Crude oil rig count
Baker Hughes (BHI) reported that the weekly US crude oil rig count went up by six rigs, from 664 to 670, in the week ended August 7. With last week’s rise, the US crude oil rig count has increased five times in the past six weeks. This suggests greater stability, if not a turnaround.
The crude oil rig count had fallen for 29 weeks up until the week ended June 26. Despite recent increases, the number of crude oil rigs is still at its lowest level since August 2010.
For the week ended August 7, the number of crude oil rigs increased in three US basins but fell in two.
The crude oil rig count is down by 939, or 58%, since hitting 1,609 on October 10, 2014. That week, the crude oil rig count was at its highest level since July 1987, according to Baker Hughes. Reduced activity in the oil-rich Permian Basin in West Texas drove most of the fall.
Who gains and who loses?
Crude oil prices have fallen sharply since June of last year, and they remain on the low side. This is good for drivers and for the economy.

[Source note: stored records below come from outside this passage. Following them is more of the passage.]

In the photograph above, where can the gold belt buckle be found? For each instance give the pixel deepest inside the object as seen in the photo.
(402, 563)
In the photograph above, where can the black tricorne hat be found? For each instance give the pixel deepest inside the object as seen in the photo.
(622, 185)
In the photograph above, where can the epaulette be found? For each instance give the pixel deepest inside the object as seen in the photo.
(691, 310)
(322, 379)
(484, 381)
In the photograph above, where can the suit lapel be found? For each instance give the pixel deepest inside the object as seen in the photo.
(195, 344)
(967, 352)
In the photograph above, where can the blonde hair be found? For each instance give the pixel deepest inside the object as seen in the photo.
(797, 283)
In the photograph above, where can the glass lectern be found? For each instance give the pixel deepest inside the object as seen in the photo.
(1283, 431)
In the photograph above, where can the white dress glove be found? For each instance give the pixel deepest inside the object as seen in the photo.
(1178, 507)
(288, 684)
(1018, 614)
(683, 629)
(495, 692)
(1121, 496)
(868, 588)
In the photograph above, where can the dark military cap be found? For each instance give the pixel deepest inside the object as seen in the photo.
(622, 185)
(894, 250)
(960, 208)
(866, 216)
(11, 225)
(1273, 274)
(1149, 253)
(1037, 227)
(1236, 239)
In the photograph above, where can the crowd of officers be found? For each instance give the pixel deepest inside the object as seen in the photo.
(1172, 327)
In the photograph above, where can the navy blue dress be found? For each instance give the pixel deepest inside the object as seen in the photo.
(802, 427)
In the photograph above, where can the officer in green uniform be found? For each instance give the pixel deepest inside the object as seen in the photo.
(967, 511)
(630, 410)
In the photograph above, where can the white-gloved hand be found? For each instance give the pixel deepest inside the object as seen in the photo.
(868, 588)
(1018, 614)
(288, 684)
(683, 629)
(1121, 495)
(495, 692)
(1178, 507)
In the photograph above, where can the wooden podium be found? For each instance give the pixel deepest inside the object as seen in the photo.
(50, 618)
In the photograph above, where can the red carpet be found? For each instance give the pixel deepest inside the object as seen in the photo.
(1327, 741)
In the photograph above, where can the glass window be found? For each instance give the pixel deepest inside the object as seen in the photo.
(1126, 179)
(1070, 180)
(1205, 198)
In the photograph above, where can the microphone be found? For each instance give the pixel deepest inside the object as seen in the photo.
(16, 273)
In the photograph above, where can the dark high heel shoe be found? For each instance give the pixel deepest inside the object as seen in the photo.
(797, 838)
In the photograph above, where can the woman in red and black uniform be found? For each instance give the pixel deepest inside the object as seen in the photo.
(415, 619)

Yet oil producers including Denbury Resources (DNR) and Marathon Oil (MRO) have had to cut the number of rigs in operation to reduce costs. So oil companies not only get lower prices for their crude oil production, but production itself may also take a hit.
A greater number of active rigs is positive for oilfield service companies such as Schlumberger (SLB) and Baker Hughes (BHI). When crude oil rig counts increased like they did last week, oilfield service companies benefit.
A greater number of active rigs can also be good for rig operators, including Nabors Industries (NBR) and Transocean (RIG), as well as rig makers such as National Oilwell Varco (NOV). Nabors Industries accounts for 3.2% of the VanEck Vectors Oil Services ETF (OIH).
More active rigs could lead to greater production, which would increase transportation volumes for midstream energy companies. This would be positive for midstream MLPs including Plains All American Pipeline (PAA), Williams Partners (WPZ), Genesis Energy (GEL), Targa Resources Partners (NGLS), and Sunoco Logistics Partners (SXL).